The Rhode Island Hepatitis C Elimination Plan: 2023-2027 was announced May 18, during Hepatitis Awareness Month. The effort is a partnership between RIDOH, the R.I. Department of Corrections, the R.I. Executive Office of Health and Human Services and the Rhode Island Hepatitis Action Coalition.
As part of the plan, health officials are urging all adults and pregnant women in Rhode Island to get tested for hepatitis C.
“We have a bold, five-year plan to eliminate hepatitis C in Rhode Island,” said EOHHS Acting Secretary Ana Novais. “Our collective actions have already made a big impact on this state. By working with our stakeholders, including those with lived experience and policymakers, we have identified all the building blocks needed for this robust public health intervention.”
The entire plan can be found here.
According to RIDOH, hepatitis C was a “leading infectious disease cause of death” between 2015 and 2019 in Rhode Island. Nationally, the state ranks No. 10 in the number of hepatitis C infections per capita and No. 10 in the prevalence of the disease among non-Hispanic Black people.

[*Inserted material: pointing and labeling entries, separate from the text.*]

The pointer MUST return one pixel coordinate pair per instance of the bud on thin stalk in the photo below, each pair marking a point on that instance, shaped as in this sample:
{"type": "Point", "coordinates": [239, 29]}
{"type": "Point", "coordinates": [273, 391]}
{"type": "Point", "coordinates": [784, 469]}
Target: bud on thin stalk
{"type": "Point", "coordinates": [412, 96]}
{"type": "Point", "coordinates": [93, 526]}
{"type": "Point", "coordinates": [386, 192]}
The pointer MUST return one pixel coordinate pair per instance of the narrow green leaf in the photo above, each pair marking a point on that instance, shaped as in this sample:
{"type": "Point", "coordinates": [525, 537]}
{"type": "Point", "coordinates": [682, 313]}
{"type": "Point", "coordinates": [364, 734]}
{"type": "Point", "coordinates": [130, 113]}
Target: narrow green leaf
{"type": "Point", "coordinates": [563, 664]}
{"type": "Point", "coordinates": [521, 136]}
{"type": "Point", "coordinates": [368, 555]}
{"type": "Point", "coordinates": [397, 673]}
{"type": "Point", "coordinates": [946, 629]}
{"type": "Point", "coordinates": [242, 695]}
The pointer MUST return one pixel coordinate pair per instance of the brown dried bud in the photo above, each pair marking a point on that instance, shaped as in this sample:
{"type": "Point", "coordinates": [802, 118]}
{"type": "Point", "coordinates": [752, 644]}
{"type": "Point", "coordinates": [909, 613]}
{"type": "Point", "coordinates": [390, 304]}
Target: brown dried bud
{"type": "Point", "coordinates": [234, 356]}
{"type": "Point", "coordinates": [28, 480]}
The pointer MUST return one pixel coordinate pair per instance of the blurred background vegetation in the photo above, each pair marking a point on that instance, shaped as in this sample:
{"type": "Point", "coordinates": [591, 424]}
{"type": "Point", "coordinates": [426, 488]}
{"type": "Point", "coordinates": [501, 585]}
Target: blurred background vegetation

Hepatitis C, which is caused by a blood-borne virus, often causes no symptoms but is a leading cause of liver cancer and transplants if left untreated. Those most at risk for infection include people who use and potentially share needles to inject drugs.
“Thousands of people in Rhode Island are living with hepatitis C without knowing it, and hepatitis C cases are on the rise nationally. We strongly recommend that every adult Rhode Islander follow the CDC’s [Centers for Disease Control and Prevention] recommendation and get checked for hepatitis,” said Dr. James McDonald, the state’s interim director of health.
Elizabeth Graham is a PBN contributing writer.